What people eat themselves is often more interesting than what they’re trying to show us, I find. The haenyo are these incredible elderly women who live on Jeju Island, free-diving for sea urchin and things. They inspired our menu. 

They use really basic methods of cooking, but in ways we wouldn’t have ever considered. Like they would dry seaweed so they could burn it to cook an urchin: you don’t do that! They reshuffled the rules with whatever they had.

Sapa, Vietnam

Nobody got paid, but nobody had to pay for anything: that was the deal. In Vietnam, we pretty much ran out of money. We booked a sleeper train from Sapa to Hanoi, got to the station with about 70 quid (HK$700) left and bought a couple of gas camping stoves and some ingredients. It’s a 12-carriage train; each carriage has six rooms, with four beds in each room. We booked the bottom-right bunk of six consecutive rooms in one carriage, sweet-talked the other people in our rooms, and turned our carriage into a restaurant that ran all night. We made just enough cash to get the bikes we needed to set up on our road trip.

Nha Trang, Vietnam

There’s a fishing port in Nha Trang where we got chatting to a captain who invited us fishing – we thought, for a couple of hours. Turns out, we were at sea for three days. We were required to pitch in with the work. It was honestly awful. But one piece of inspiration did strike: for dinner, the fishermen would each set aside one or two fish they liked, and then everyone had their own fish sauce made by their wives. It was amazing lining up all the sauces and seeing how different they were: like a wine tasting.

Everest Base Camp, Nepal

Base Camp is at about 5,500 metres. There are only a couple of thousand people who live in the Himalayas at that altitude, and they have their own cuisine. We met a dad who got his kids to eat vegetables by burying pumpkin in the snow, letting it freeze and then thawing it, served with just a bit of salt and sugar. I had done something similar in a Michelin-starred restaurant, and this guy was developing the same technique. From then on, we added pumpkin into as many dishes as we could.

Sichuan, China

For hundreds of miles around Chengdu are the farms where Sichuan peppercorns grow. One of my guys, Joe, matched with someone on Tinder and really hit it off. She invited us to come and stay. After a six-hour drive and a 45-minute hike, we get up to this farm, and her dad comes out. This guy is pissed. He didn’t know we were coming. Eventually he said we could stay in the staff quarters – if we worked. But out of the experience came an amazing dish. When you eat peppercorns fresh, they’re almost unrelated to the dried version: more like apple. And while we weren’t allowed to go in the house, he did let us take some trees with us to make a dish where we used the whole tree to cook a duck.

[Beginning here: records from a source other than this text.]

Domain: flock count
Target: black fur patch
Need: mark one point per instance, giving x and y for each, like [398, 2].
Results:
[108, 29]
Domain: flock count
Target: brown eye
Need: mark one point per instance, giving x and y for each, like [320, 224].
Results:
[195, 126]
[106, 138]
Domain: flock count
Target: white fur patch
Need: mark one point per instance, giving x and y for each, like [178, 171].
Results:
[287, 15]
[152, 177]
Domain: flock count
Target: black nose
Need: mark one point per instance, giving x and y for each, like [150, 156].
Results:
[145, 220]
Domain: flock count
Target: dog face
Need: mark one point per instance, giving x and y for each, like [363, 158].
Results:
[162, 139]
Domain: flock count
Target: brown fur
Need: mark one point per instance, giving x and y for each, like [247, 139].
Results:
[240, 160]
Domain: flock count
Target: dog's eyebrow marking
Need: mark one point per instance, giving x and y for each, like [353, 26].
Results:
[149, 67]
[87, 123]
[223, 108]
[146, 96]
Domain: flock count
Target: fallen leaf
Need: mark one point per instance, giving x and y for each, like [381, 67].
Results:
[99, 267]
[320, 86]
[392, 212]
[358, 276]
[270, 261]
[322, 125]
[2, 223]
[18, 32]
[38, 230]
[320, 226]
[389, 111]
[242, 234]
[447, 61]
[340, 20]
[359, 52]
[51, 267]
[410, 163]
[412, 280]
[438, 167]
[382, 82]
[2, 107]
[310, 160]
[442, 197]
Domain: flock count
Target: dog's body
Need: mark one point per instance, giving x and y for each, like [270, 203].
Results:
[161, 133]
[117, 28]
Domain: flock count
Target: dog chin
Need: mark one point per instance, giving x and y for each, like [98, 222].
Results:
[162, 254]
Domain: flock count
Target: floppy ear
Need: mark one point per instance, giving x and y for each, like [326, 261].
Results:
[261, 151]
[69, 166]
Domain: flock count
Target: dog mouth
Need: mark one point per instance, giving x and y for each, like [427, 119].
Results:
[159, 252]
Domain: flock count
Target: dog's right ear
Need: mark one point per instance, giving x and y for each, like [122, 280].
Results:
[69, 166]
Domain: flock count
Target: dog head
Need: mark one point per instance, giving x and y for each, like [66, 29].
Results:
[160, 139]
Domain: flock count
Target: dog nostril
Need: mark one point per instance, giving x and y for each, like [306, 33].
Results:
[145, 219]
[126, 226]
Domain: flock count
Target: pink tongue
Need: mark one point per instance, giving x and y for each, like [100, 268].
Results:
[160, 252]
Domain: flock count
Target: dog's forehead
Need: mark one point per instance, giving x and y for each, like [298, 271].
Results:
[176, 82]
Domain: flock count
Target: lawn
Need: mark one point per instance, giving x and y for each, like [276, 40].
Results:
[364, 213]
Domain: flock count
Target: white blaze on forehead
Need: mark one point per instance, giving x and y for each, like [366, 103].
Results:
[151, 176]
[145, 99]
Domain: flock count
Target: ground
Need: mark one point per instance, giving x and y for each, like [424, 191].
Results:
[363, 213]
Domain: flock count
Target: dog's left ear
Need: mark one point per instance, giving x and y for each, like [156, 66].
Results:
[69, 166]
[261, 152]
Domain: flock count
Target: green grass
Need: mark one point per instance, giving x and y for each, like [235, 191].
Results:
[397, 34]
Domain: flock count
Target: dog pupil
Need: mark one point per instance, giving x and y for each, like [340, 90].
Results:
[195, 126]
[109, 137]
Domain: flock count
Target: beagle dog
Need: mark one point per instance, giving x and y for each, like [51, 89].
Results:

To start a globe-spanning pop-up, you will need…

1. AirBnb

‘It was almost exclusively AirBnb. Most of the time the hosts would know.’

2. Supplies

‘We took some stuff with us, like koji and kombucha. We had sourdough starters with us that we’d have to feed before a flight.’

3. A Married Couple

‘Being on the road is intense. You need a stable social dynamic to anchor you.’

4. Navigation skills

‘Get good at sailing, riding motorcycles, driving cars, buses, three-wheeled bikes… ‘

5. DIY skills

‘In Kenya our hosts stopped us from turning a lake house into a restaurant – so we built a giant raft in the middle of the public lake instead.’

6. Flexible thinking

‘We were trying to light a fire at Base Camp but it’s really hard to get a fire going when there’s no oxygen. So we got a drone to hover about four feet above the fire to get it going.’

Get a Taste

Find James Sharman’s pies at The Leah in Hong Kong. ‘I’d actually never made a pie before we opened this restaurant. But it was really nice to be able to spend a couple of days on pastry. It’s nice to take care over the simple things,’ he says.